The factor $a^k$ indicates that the ratio test may be a good place to start, and indeed, since
$$
\bigg|\frac{x_{k+1}}{x_k}\bigg| = |a|\cdot\bigg(\frac{k}{k+1}\bigg)^b\bigg(\frac{\ln k}{\ln(k+1)}\bigg)^c,
$$
we see that the series converges if $|a|<1$ and diverges if $|a|>1$. If $|a|=1$, the test is inconclusive.
There are now two cases: $a=1$ and $a=-1$.
If $a=1$, use the Cauchy Condensation Test. We get that the series converges if and only if the series
$$
\sum_{n=1}^\infty \frac{2^n}{2^{nb}n^c} = \sum_{n=1}^\infty \frac{2^{n(1-b)}}{n^c}
$$
converges. Using the ratio test, we see that the series diverges if $b < 1$ and converges if $b>1$. In the case where $b=1$, the series converges if $c>1$ and diverges if $c\leq 1$.
If $a=-1$, the series is an alternating series and will converge if and only if
$$
\lim_{k\to\infty} \frac{1}{k^b(\ln k)^c} = 0.
$$
I leave it to you to determine the criteria making this hold.
A: If you need to find all such $a,b,c$, then you can first show the series converges for $|a| < 1$ and diverges for $|a| > 1$, regardless of $b,c$. Then for $|a| = 1$, you can show the series converges if $b > 1$ and diverges for $b < 1$ if $a = 1$ regardless of $c$, and if $a = -1$, then the series converges if $b > 0$ regardless of $c$, and also converges if $b = 0$ and $c > 0$, otherwise diverges. Then you can show if $a = 1$ and $b = 1$ then the series converges if and only if $c > 1$.
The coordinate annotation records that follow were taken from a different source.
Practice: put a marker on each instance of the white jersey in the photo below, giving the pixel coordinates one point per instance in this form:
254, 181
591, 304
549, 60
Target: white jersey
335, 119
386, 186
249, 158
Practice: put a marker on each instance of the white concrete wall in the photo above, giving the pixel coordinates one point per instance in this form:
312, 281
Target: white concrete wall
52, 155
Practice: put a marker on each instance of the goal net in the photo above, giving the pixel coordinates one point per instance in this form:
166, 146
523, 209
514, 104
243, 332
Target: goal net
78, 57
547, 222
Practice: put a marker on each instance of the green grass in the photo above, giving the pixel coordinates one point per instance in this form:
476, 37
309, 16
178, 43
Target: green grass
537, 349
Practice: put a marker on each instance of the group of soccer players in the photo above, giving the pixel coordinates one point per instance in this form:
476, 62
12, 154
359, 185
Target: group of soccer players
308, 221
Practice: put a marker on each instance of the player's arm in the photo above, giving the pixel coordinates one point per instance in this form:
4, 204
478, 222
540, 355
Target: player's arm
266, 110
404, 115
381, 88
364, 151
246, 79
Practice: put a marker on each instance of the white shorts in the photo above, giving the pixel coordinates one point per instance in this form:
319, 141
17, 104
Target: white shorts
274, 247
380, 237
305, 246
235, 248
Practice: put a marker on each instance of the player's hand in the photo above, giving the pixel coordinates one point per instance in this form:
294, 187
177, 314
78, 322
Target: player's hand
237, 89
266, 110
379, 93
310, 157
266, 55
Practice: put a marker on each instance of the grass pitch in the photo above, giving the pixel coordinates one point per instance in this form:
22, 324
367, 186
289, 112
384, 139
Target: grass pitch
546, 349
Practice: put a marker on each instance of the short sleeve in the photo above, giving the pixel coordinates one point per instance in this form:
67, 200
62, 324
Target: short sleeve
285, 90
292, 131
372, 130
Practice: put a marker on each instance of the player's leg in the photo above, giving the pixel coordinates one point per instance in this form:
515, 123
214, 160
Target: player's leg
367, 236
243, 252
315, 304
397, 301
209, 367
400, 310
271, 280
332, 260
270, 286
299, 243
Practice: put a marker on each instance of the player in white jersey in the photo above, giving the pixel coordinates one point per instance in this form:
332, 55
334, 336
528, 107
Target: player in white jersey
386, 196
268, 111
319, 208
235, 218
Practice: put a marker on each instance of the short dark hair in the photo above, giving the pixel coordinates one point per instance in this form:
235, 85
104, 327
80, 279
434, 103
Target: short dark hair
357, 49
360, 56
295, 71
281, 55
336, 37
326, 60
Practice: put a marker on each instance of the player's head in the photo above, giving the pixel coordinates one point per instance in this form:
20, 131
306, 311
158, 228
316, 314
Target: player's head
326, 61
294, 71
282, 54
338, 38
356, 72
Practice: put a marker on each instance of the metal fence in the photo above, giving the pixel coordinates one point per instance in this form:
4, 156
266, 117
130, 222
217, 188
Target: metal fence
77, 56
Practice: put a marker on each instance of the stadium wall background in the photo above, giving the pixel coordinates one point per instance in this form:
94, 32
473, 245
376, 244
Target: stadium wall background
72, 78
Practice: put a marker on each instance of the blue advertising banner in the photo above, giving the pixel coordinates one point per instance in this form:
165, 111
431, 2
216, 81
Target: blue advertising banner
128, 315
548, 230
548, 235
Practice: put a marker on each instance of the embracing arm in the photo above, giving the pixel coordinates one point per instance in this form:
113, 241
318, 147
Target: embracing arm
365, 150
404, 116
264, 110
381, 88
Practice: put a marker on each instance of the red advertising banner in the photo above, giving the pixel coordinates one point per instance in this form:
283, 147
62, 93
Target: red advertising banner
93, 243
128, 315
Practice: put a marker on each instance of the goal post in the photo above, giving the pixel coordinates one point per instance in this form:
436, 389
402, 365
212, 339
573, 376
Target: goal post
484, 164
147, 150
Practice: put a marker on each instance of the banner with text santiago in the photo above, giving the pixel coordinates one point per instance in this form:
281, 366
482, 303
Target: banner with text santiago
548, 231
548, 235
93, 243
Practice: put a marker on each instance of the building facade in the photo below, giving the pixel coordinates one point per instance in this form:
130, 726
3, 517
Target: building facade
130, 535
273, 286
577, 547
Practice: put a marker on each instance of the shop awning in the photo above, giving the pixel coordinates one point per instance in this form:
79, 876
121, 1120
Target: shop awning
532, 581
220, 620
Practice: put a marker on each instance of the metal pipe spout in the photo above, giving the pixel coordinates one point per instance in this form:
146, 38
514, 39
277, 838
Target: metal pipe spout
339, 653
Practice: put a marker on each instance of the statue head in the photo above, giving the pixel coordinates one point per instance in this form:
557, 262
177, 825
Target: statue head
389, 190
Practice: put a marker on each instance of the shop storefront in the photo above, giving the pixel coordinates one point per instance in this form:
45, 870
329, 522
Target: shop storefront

I'm not sure what tools you have available but I think for the more subtle cases ($a = 1$) that Cauchy's condensation test would be very useful, but I don't know if you have that at your disposal so the above is a proof sketch for how to break into cases to prove (and also an outline of the final answer).